We know of four possible explanations for the orphan images so far. 1) Some are new officers whose names were not on the roster when OpenOversight received their dataset; 2) They died and the LAPD kept their images in the system or they died after both datasets were turned over and OpenOversight removed their names; 3) Their names were redacted from the dataset before it was given to OpenOversight; 4) OpenOversight received their dataset after Camacho and they'd been laid off by then. We have been informed that one of the officers below, Officer Tipping was killed in a training exercise. The only reason we know of why the LAPD might redact their information is that they were working undercover at the time. The undercover theory is consistent with arguments the city has made in court, but the layoff theory is gathering steam due to media reports
indicating a growing staffing shortage. There are 12 more images in the zip file than there are names in the spreadsheet, so OpenOversight probably received their data shortly after Camacho received his. In Feburary, it was reported that the force was down to 9,236 sworn personnel despite efforts to hire new people and bring back others.
The LAPD's entire argument against the people has been that the California Public Records Act (CPRA) exempts information about officers actively working undercover from disclosure. Someone working for the city screwed up by failing to redact the data before releasing it. Suing to get it back is like setting a bag of empty cans on the curb and demanding whoever picked it up give it back to you because you didn't realize there were some bottles in it. Not realizing what you voluntarily gave away does not give you grounds to demand its return because after giving something away it ceases to be yours. Nobody must give something you've voluntarily given back to you.
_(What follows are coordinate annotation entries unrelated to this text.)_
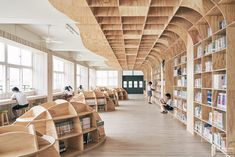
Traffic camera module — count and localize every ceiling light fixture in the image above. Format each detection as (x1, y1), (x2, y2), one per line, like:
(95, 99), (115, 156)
(65, 24), (80, 36)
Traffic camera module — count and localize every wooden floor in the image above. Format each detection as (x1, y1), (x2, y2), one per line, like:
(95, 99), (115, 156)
(82, 95), (210, 157)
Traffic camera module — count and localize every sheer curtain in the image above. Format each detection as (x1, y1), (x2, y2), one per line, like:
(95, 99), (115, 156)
(64, 61), (76, 89)
(33, 51), (48, 95)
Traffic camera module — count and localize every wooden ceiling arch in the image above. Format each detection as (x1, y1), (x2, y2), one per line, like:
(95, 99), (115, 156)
(49, 0), (235, 69)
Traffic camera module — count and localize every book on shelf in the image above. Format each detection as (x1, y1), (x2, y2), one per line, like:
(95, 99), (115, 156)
(96, 120), (104, 126)
(194, 63), (202, 73)
(213, 110), (226, 129)
(83, 133), (92, 144)
(215, 35), (227, 51)
(196, 45), (203, 58)
(55, 120), (74, 137)
(194, 92), (202, 103)
(202, 123), (213, 143)
(207, 27), (212, 37)
(207, 90), (212, 105)
(80, 117), (91, 130)
(180, 55), (187, 63)
(217, 92), (227, 110)
(213, 132), (226, 150)
(213, 74), (227, 89)
(59, 141), (67, 153)
(194, 106), (202, 118)
(219, 20), (226, 29)
(194, 78), (202, 88)
(194, 121), (202, 134)
(205, 61), (212, 72)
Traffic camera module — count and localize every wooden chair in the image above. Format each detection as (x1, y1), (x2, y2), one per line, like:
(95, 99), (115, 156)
(0, 110), (10, 126)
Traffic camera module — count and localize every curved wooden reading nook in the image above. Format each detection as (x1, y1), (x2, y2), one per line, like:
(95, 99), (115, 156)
(0, 125), (60, 157)
(11, 100), (106, 157)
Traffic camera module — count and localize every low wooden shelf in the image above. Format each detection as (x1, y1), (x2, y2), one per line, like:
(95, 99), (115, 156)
(14, 99), (106, 157)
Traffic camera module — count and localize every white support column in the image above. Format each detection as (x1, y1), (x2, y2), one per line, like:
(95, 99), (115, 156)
(187, 35), (194, 134)
(73, 63), (78, 94)
(47, 52), (53, 101)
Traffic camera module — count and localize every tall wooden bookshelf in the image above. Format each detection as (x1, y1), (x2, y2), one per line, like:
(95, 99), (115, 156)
(15, 100), (105, 157)
(173, 51), (187, 125)
(152, 66), (162, 104)
(194, 7), (235, 155)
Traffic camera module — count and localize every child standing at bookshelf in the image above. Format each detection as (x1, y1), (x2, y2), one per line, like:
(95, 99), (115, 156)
(147, 81), (154, 104)
(160, 93), (174, 113)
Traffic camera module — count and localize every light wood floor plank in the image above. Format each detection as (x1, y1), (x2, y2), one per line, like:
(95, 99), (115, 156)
(82, 95), (210, 157)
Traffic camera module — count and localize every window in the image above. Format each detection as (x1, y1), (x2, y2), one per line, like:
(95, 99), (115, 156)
(0, 43), (5, 62)
(53, 57), (65, 92)
(22, 68), (33, 91)
(77, 64), (88, 90)
(9, 68), (20, 90)
(20, 49), (32, 66)
(139, 81), (143, 88)
(7, 45), (20, 65)
(0, 65), (5, 93)
(96, 71), (118, 87)
(89, 69), (96, 90)
(122, 70), (144, 76)
(134, 81), (138, 88)
(123, 81), (127, 88)
(81, 66), (88, 90)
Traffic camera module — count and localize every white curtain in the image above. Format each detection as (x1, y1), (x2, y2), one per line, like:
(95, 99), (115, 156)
(64, 61), (75, 89)
(33, 51), (48, 95)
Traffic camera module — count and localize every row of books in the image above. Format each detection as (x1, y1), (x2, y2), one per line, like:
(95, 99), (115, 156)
(194, 106), (202, 118)
(194, 78), (202, 88)
(213, 110), (226, 129)
(202, 123), (213, 143)
(174, 99), (187, 111)
(176, 112), (187, 123)
(55, 120), (74, 137)
(196, 35), (227, 58)
(194, 121), (226, 150)
(194, 63), (202, 73)
(213, 132), (226, 150)
(174, 90), (187, 99)
(80, 117), (91, 130)
(194, 91), (202, 103)
(174, 55), (187, 66)
(177, 76), (187, 87)
(213, 74), (227, 89)
(217, 92), (227, 110)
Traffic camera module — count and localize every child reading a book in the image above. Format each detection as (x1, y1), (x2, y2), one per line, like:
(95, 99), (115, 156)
(147, 81), (154, 104)
(160, 93), (174, 113)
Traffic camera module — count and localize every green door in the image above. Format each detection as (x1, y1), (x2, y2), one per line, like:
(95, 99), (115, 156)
(122, 76), (144, 94)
The officers claiming to have been undercover at the time of the disclosure are already suing the city, but they should have stopped there instead of suing unsuspecting citizens guilty of merely requesting public records and uploading what the city gave them.
Our recommendation to the LAPD is that they simply assign every officer whose information has been released to non-undercover duties. Then if they want to do undercover operations in the future, they should hire new officers whose photos have not been released. It could take some time and money but that is the cost the city incurs when they screw up. In the meantime, if maintaining this list keeps just one person from getting kidnapped by the government, we have accomplished our mission.
If you recognize someone in your life on here, we recommend avoiding that person. That is usually what people do when they suspect someone of working with the police. Avoiding a person denies that person information. It wouldn't make any sense for someone to do anything rash because they're more likely to hand them case. Often undercover cops are still undercover because they don't have enough evidence to charge you. If you commit a crime against an undercover officer, you hand them a case on a silver platter. We respectfully ask that you show your thanks by not doing anything to any of these people.